Está numa simples Resolução do Conselho Nacional de Trânsito, que a fez publicar em 22 de novembro de 2006, com prazo de cinco anos para sua implantação completa, pela indústria e pelos Estados, na frota nacional de veículos automotores, incluindo desde carretas a ônibus, automóveis, utilitários e motocicletas.

Parece que, por não serem automotores, mas semoventes, escaparam os cavalos, burros, jumentos e similares que não constam da frota nacional, a exemplo de camelos e elefantes. Também o homem escapou, estou certo de que apenas provisoriamente. Ele é um semovente, mas não é considerado automotor, nem veículo, ainda que frequentemente se comporte como tal, ao carregar outra pessoa, ou se é, por exemplo, um estivador com um saco nas costas.

Creio que a Resolução do Contran deixa lacunas. Carroças, charretes, carruagens são veículos de tração animal, não automotores, e riquixá é de tração humana. Devem receber o chip de fábrica, como os veículos automotores, ou estão dispensados do chip bisbilhoteiro?

Bem, segundo a resolução do Contran, todo o sistema deveria estar funcionando – implantado e operado pelos Estados – em 2011. Mas somente na última quinta-feira o Departamento Nacional de Trânsito (Denatran) definiu a tecnologia a ser usada. Então, adiou o funcionamento integral do sistema para 2014.

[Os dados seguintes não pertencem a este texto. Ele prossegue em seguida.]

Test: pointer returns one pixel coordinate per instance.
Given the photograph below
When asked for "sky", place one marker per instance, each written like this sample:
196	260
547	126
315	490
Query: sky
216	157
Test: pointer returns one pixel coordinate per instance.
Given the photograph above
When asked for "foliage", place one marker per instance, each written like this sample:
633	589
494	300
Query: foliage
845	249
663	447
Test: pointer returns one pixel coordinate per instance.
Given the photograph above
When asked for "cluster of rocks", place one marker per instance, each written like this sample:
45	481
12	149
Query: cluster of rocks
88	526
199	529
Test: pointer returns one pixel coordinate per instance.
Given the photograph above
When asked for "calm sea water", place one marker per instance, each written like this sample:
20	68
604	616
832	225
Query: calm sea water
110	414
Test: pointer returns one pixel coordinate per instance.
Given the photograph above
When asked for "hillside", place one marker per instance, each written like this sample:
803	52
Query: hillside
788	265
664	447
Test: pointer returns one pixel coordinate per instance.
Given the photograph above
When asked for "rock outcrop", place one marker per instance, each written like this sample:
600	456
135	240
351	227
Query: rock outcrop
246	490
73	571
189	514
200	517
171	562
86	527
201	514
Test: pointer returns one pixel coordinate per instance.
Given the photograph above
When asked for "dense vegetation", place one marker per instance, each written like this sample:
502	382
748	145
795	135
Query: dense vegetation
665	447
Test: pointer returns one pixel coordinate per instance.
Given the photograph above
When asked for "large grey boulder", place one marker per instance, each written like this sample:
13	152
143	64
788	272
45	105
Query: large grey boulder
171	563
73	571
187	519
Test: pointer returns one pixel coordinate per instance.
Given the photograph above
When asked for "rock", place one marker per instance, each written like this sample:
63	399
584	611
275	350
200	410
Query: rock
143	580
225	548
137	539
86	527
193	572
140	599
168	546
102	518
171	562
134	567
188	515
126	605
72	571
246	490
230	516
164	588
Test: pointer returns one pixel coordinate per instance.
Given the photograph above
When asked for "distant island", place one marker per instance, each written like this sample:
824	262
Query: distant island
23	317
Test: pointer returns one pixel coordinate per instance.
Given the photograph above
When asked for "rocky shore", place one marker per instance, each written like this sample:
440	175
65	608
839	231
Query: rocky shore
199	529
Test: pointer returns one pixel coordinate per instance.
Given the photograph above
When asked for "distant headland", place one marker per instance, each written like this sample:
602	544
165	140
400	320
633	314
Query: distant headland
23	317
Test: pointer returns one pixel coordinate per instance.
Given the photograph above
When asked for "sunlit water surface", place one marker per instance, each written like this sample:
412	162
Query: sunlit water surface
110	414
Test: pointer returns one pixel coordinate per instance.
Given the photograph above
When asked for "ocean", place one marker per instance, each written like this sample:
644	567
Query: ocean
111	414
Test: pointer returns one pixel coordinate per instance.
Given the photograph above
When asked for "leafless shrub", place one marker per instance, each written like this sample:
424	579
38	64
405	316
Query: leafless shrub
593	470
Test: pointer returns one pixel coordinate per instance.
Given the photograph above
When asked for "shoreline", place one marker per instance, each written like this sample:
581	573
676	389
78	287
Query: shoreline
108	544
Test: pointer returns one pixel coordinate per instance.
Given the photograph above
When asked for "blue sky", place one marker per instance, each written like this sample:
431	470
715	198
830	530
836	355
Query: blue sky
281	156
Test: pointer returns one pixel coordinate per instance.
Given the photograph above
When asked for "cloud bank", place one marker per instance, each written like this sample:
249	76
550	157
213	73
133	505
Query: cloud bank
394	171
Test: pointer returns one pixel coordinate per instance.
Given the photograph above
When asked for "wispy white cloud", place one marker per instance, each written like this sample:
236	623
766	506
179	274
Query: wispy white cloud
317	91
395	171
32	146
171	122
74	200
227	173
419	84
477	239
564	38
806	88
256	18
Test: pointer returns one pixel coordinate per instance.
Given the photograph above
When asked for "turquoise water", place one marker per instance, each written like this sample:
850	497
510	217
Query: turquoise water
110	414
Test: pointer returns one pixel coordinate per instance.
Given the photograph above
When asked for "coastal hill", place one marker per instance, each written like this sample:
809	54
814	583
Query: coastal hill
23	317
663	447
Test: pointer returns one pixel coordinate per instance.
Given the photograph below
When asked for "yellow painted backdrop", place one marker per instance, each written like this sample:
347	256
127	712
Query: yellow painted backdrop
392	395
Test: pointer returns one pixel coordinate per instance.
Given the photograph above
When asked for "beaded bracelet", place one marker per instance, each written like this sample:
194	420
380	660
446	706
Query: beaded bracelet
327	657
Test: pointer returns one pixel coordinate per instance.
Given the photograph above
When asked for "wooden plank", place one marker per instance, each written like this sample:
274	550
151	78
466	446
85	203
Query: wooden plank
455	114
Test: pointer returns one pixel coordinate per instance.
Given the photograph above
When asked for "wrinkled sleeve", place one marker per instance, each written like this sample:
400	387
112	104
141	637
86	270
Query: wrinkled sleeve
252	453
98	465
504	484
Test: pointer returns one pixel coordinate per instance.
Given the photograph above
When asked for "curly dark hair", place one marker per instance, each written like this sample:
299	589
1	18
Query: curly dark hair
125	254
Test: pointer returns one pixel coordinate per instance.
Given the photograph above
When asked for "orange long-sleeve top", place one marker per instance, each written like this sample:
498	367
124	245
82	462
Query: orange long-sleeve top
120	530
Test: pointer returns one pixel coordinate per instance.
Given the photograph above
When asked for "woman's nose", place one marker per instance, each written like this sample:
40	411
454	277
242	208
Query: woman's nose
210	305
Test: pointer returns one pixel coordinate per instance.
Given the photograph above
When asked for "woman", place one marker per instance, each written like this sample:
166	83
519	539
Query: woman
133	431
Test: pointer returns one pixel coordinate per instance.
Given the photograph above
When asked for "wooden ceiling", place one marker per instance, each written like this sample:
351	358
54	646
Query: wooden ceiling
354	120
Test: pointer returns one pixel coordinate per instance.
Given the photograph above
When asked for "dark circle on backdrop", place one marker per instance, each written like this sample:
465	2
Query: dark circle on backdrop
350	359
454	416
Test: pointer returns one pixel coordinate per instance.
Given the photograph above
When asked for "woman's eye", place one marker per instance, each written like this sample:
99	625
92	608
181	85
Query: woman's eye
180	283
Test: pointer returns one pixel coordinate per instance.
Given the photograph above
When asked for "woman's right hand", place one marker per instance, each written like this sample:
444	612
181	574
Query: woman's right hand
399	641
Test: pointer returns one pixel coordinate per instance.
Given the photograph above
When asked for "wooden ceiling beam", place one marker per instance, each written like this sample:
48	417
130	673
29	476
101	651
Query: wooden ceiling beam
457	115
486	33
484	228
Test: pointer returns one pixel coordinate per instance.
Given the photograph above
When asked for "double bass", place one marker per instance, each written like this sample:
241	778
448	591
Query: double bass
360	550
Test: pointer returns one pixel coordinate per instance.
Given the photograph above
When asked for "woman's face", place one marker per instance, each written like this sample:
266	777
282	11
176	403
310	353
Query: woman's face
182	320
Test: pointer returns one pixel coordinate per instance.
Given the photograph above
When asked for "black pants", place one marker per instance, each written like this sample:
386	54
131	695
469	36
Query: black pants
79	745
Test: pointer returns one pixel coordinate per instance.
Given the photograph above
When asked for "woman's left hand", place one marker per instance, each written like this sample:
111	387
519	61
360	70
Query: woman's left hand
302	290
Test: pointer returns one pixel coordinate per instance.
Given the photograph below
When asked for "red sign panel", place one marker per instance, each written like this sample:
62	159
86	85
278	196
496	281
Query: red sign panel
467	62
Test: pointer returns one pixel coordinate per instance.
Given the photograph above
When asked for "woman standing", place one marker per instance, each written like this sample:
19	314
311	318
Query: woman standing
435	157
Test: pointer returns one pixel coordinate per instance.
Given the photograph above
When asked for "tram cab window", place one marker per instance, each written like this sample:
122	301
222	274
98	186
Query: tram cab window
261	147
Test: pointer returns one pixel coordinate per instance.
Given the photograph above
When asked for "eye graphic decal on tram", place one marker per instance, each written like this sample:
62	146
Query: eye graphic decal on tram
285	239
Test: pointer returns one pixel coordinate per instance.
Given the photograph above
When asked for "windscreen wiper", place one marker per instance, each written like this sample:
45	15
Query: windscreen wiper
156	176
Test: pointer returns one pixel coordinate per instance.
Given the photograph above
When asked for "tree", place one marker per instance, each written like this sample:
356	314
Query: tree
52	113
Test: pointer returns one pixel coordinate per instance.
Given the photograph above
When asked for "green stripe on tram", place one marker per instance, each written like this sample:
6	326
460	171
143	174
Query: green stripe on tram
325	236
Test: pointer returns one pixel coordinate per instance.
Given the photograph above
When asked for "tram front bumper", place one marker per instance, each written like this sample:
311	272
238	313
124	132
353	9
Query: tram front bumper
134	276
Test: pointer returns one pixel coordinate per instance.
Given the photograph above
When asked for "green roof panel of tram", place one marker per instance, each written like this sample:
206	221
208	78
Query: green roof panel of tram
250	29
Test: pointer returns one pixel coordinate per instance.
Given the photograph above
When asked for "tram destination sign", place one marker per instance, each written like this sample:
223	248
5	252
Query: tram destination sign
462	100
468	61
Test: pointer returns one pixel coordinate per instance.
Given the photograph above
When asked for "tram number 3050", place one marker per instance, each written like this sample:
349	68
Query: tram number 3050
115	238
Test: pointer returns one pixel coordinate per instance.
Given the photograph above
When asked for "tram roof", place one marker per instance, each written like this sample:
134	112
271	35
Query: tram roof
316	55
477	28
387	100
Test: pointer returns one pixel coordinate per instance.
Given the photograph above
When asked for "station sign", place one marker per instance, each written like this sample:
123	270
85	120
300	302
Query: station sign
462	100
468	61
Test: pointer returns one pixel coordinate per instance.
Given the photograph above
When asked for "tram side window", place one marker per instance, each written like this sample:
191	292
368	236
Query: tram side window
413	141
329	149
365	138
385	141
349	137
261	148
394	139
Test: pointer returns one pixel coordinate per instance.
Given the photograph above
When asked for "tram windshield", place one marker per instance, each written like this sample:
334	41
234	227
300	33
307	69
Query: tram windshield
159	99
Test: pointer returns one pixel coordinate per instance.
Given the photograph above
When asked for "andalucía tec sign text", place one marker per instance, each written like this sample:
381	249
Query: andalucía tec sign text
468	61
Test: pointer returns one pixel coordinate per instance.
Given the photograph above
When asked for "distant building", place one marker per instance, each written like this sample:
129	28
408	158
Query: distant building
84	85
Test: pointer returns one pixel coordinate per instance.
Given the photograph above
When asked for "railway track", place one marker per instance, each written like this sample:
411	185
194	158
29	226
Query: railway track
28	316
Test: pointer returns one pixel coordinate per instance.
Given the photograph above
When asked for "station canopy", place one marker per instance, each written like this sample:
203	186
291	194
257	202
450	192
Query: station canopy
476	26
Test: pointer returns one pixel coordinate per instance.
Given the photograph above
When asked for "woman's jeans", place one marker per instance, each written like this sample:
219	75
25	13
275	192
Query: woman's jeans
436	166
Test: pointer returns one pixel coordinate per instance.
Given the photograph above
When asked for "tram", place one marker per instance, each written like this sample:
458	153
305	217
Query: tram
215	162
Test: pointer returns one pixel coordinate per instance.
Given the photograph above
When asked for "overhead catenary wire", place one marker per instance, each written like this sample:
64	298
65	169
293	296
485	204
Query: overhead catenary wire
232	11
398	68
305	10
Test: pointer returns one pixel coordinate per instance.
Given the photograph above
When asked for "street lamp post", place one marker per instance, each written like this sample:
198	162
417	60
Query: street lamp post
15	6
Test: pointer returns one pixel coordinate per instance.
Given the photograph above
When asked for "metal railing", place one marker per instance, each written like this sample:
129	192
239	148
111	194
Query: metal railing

Ganhamos algum tempo para lutar contra essa invasão de privacidade, esse monitoramento das pessoas pelo Estado, mas pouca gente parece interessada em travar essa batalha. A quase totalidade das pessoas não consegue entender seu alcance, não vê o que está em jogo, além de estar profundamente desinformada sobre o avanço do Big Brother – não a besteirada da Rede Globo, mas o verdadeiro, o representado pelo monitoramento e controle estatal do indivíduo, com uma imensa sofisticação tecnológica em relação ao que foi descrito no romance 1984, de George Orwell.

O chip será instalado no pára-brisa dos carros, cujos dados terá. Antenas vão captar e transmitir as informações para uma central que identificará a localização e a situação do veículo. Os objetivos declarados são tributário, de ordenação do trânsito e de recuperação em caso de furto, roubo ou sequestro. O chip permitirá o rastreamento do veículo. Se entrar em um motel ou parar no estacionamento de uma igreja, o Estado saberá. Se uma dessas coisas for eventualmente proibida, o chip garantirá o êxito da perseguição policial. Um dia vão por chips nas pessoas. E a maioria vai gostar.